1. Der Hammer des Philosophen
Weiß : Waldemar Koslowski
Schwarz : Attila von Wieder

     Auch der Internationale Stalin-Preis für die Festigung des Friedens unter den Völkern ist ein Preis, den Koslowski nie bekam. Ein Unrecht, das unsühnbar zum Himmel schreit und stinkt — als Koslowski noch lebte, da hätte man ihn fördern, anerkennen und bepreisen sollen, Tote fressen keine Brote1, wie Koslowski in seiner Hymne auf den Tod von Anne Frank sang. Stalin war noch keine dreieinhalb Jahre unter der Erde2 und Koslowski langsam3 wieder zu Kräften gekommen, da passierte die Sache mit Brecht. Brecht, Stalinpreisträger 19554, hatte zwei Wochen zuvor seinen Todeskampf in der Charité gefochten und verloren. Als die Agenten Reuters und dpa´s Koslowski Meldung machten vom Hinscheiden des Großen Mannes (Koslowski über Brecht), legte der Weise von Iprump (Attila von Wieder maliziös lächelnd über Koslowski) seine Gänsekielfeder zur Seite, bekam anstatt ihrer eine Gänsehaut, wohl, weil er die Sätze schon ahnte, die er sagen wollte, und sagte die großen schlichten Sätze, er könne nicht mehr und die Liebsten stürben ihm weg und das einfach so.
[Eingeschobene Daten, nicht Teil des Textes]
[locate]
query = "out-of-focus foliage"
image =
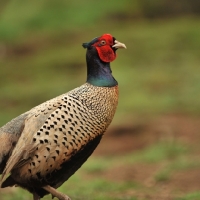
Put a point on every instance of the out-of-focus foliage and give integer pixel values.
(41, 54)
(41, 57)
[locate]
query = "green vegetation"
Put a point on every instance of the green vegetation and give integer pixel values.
(41, 57)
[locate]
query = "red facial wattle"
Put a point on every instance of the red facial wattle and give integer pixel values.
(104, 48)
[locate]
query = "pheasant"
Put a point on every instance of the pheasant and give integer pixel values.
(42, 148)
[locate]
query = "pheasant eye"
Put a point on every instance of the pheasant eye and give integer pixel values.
(103, 42)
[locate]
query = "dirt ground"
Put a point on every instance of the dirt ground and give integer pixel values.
(122, 140)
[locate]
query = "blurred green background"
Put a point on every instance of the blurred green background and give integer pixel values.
(41, 57)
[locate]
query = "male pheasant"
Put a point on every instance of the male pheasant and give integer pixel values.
(43, 147)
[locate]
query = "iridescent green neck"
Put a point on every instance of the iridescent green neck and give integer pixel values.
(98, 72)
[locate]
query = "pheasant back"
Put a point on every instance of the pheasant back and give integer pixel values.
(69, 124)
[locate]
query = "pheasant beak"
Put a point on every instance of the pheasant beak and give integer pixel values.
(119, 45)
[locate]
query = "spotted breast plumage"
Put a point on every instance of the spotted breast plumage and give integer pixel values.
(46, 145)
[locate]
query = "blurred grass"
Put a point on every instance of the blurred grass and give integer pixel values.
(158, 73)
(92, 182)
(41, 57)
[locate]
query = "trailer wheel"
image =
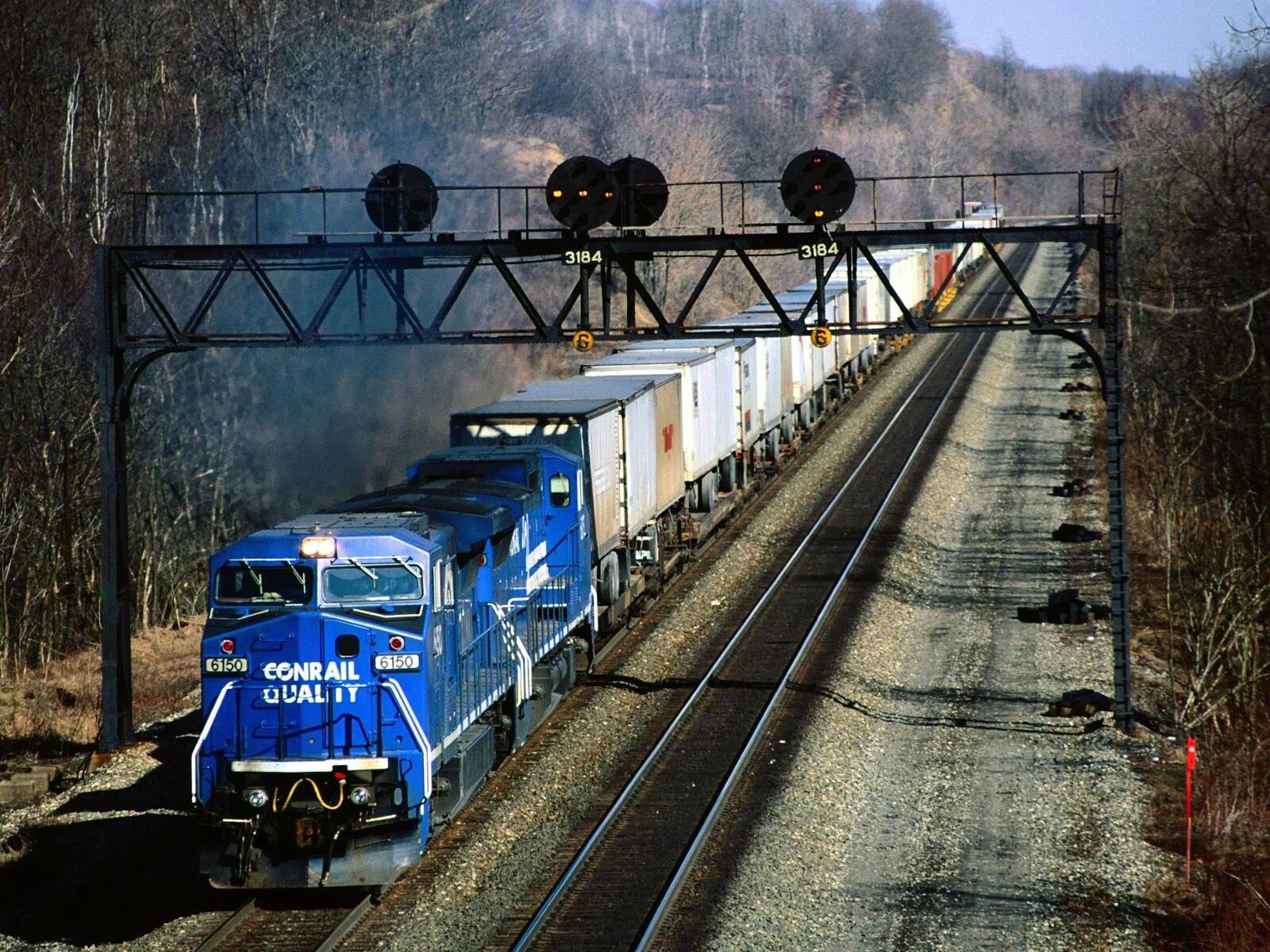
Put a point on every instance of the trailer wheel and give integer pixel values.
(728, 474)
(609, 585)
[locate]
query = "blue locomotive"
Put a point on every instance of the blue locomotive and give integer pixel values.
(365, 666)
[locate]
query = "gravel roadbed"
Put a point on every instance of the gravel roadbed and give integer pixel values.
(111, 863)
(929, 803)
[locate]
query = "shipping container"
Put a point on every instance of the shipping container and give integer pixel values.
(706, 409)
(651, 432)
(745, 374)
(770, 355)
(590, 428)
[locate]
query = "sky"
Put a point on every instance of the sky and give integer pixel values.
(1160, 36)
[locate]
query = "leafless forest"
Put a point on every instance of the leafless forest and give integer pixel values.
(103, 98)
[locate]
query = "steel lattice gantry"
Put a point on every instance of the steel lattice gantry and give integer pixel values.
(156, 300)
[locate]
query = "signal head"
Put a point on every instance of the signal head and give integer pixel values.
(818, 187)
(643, 194)
(402, 198)
(582, 194)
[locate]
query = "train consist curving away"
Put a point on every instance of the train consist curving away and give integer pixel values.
(366, 666)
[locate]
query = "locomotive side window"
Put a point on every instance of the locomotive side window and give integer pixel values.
(559, 489)
(248, 583)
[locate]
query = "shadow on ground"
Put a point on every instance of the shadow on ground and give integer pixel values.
(99, 876)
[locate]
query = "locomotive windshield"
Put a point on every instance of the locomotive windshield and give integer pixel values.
(252, 583)
(372, 583)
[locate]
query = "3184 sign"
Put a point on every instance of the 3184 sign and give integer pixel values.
(819, 249)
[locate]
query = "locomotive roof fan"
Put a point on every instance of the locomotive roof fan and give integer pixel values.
(818, 187)
(402, 198)
(641, 194)
(582, 194)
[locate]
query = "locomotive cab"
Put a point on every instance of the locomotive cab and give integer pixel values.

     Nichts machte mehr Spaß. Koslowski schien gebrochen. Visionen plagten ihn, in denen endlos graue Fertigbauwände vorkamen, anonyme Mächte und verhangene stählerne Veluxfenster, er klagte über Atemnot, die Eintönigkeit seiner Delirien und daß er seiner Schöpferkraft beraubt sei5. Schier erdrückt vom unverstehbaren Unrecht der Sterblichkeit blies er Trübsal und durch einen Strohhalm stundenlang noch, nachdem das letzte Sprudeln6 entwichen war, in seiner Afri-Cola herum. Zeitweilig bosselte er am melancholisch timbrierten Zyklus Kinderverse von Erwachsenen und bekannte sich energisch zur Simplizität der komplexen Erscheinungs- und Ausdruckswelt des Daseinsgesamts (Koslowski über die Wirklichkeit)7. Koslowski kam die Aufgabe, die ihm oblag, vor, als sei sie zu riesig, er, letztendlich auch nur Mensch und Inhaber menschlicher Bedürfnisse, fand sich verwaist, verdammt und verworfen zu intellektueller Einsamkeit an allen Fronten des Geistes. Koslowski neigte resignierend sein Haupt, er wolle heimgehen zu den Pilzen, wie er einmal sagte, noch in der Trauer leichterhand Göte überbietend. Er vernachlässigte seinen Kragen, führte sich unzureichend Mineralien zu, daß die Monde auf seinen Fingernägeln aufwimmelten, wechselte seinen Schießerslip mit Feinripp und Eingriff nur noch vollmonds, erlitt einen Dermatophytenbefall am Fuß und handelte das einzige Mal in seinem Leben einem rätedemokratischen Beschluß der iprumper Commune zuwider8 : Koslowski goß die ihm anvertraute Pilzplantage, von deren Ertrag sich die Commune großenteils finanzierte9, nur noch unregelmäßig. Stattdessen sah man ihn nachts alte delmenhorster Friedhofsmauern entlangschleichen und seine Linke mooskühle Steine liebevoll streicheln. Was allerdings niemand sah, war, wie Koslowski das Fläschchen mit Barium-Isotopen10, das in seiner Parkatasche schwappte, beinah zu allem entschlossen mit den klammen Fingern der rechten Hand umfaßte.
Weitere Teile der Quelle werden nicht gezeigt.